Nous venons au monde dans un cri.
Une affirmation première et primitive de notre existence : ici et maintenant, je suis !
Et c’est du bout de la langue, par les mots, que nous saisissons peu à peu les contours de ce monde dans son altérité.
Les mots sont une seconde peau. Une surface sensible où s’imprime le visible et l’invisible, l’autre, et où nous nous racontons à lui.
Parce que nous sommes des êtres d’histoires, des mammifères du récit.
Nos batailles, nos rêves, nos défaites comme nos victoires, nos colères comme nos amours, toutes vont sur douze pieds, en prose, en rimes, du bout des lèvres, au fil des « il était une fois » cent fois recommencés, dans un murmure, dans un chant, entre deux couvertures de papier, de l’écorce des arbres confidents à l’éclair de peinture qui réveille les murs des villes endormies, de la berceuse à l’épitaphe, nous ne sommes qu’histoires patiemment tressées.
Sans histoires, nous voilà ligotés à l’obscurité, à la solitude, à la servitude, à l’impuissance et à l’oubli.

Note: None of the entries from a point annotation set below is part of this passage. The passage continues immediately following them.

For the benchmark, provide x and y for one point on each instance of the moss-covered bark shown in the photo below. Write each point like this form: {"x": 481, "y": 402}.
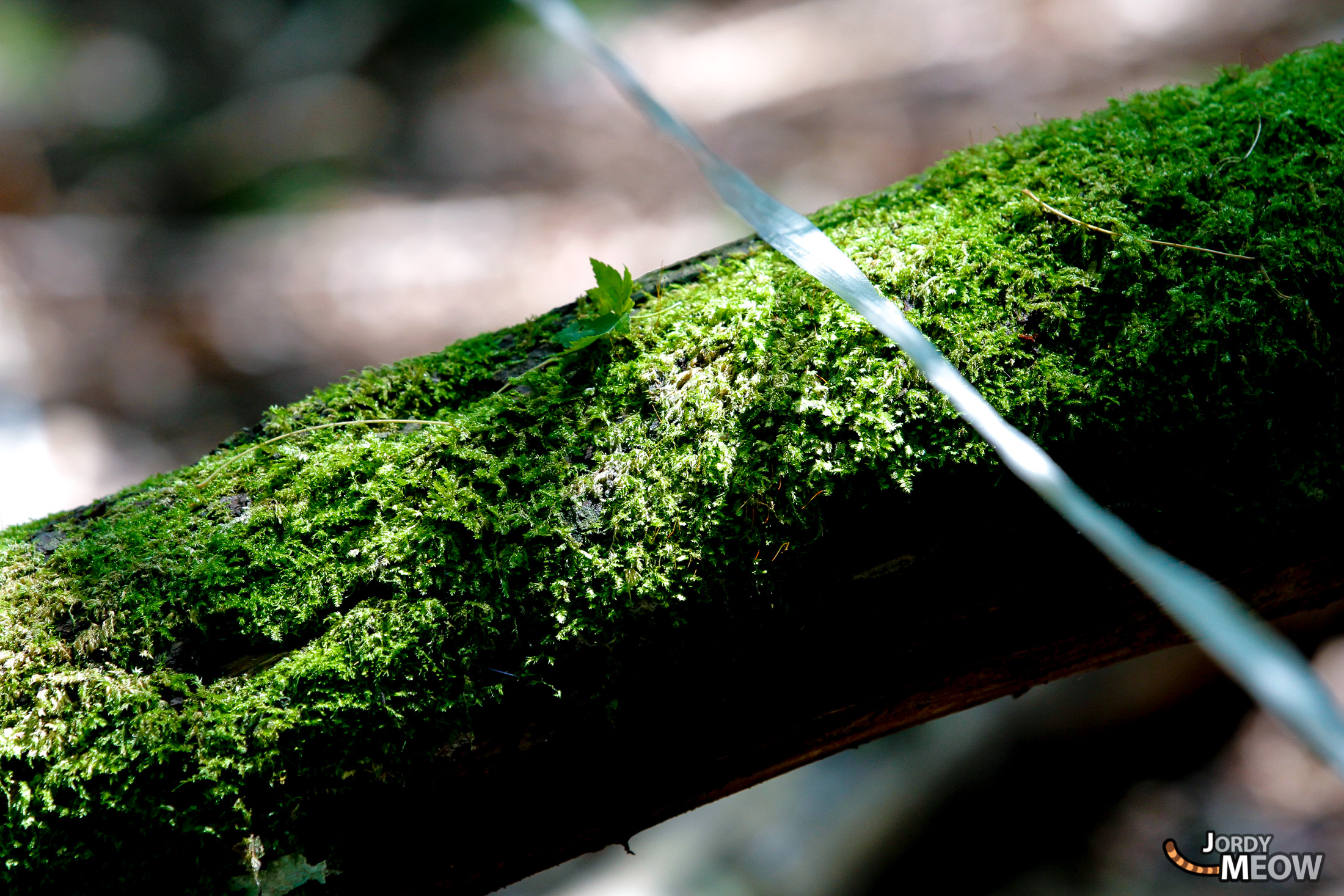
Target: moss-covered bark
{"x": 186, "y": 665}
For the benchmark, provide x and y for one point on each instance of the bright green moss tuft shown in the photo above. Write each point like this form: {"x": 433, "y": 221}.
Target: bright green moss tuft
{"x": 183, "y": 669}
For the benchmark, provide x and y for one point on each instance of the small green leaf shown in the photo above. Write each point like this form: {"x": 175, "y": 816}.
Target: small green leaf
{"x": 607, "y": 311}
{"x": 612, "y": 293}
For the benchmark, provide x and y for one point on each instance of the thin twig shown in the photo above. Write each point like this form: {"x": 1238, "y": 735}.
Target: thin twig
{"x": 531, "y": 370}
{"x": 310, "y": 429}
{"x": 1260, "y": 123}
{"x": 1111, "y": 233}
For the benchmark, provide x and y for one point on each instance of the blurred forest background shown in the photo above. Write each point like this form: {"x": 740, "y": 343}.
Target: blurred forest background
{"x": 214, "y": 206}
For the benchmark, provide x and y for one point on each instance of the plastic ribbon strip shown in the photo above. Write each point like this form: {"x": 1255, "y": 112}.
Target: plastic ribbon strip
{"x": 1257, "y": 656}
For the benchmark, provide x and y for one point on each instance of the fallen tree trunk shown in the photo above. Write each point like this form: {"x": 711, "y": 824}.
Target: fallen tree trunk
{"x": 740, "y": 537}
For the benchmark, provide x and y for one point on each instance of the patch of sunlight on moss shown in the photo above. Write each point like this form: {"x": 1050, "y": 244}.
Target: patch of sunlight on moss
{"x": 373, "y": 578}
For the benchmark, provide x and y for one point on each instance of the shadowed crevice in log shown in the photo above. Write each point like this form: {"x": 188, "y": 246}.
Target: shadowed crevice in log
{"x": 847, "y": 656}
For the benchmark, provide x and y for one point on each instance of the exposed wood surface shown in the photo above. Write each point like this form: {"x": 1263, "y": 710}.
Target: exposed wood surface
{"x": 888, "y": 627}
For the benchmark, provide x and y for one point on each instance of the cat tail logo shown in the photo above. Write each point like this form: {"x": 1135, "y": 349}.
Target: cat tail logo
{"x": 1247, "y": 858}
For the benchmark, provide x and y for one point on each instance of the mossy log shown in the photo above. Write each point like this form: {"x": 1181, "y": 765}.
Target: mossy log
{"x": 740, "y": 537}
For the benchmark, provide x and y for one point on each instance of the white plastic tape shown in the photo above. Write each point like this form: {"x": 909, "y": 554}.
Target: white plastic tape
{"x": 1257, "y": 656}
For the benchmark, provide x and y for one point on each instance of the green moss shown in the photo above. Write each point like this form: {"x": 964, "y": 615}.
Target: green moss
{"x": 371, "y": 585}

Les petits maîtres qui se rêvent empereurs l’ont bien compris.
Amputer la langue, la cadenasser, la faire marcher au pas cadencé de la vertu ou de l’argent, la couturer en 280 signes, en slogans, en formulaires, en injonctions martiales télévisées, c’est nous priver de la possibilité de nommer et d’être, à soi et aux autres, au passé et au présent, et c’est nous ôter le pouvoir d’inventer de nouvelles histoires, de faire émerger d’autres récits et de possibles lendemains.
C’est pourquoi, sur les places, dans les rues, dans les livres, il nous faut batailler aujourd’hui pour une langue vivante, vibrante, insolente, joyeuse, offensive, radicale, poétique qui, plus que jamais, nous libère et relie.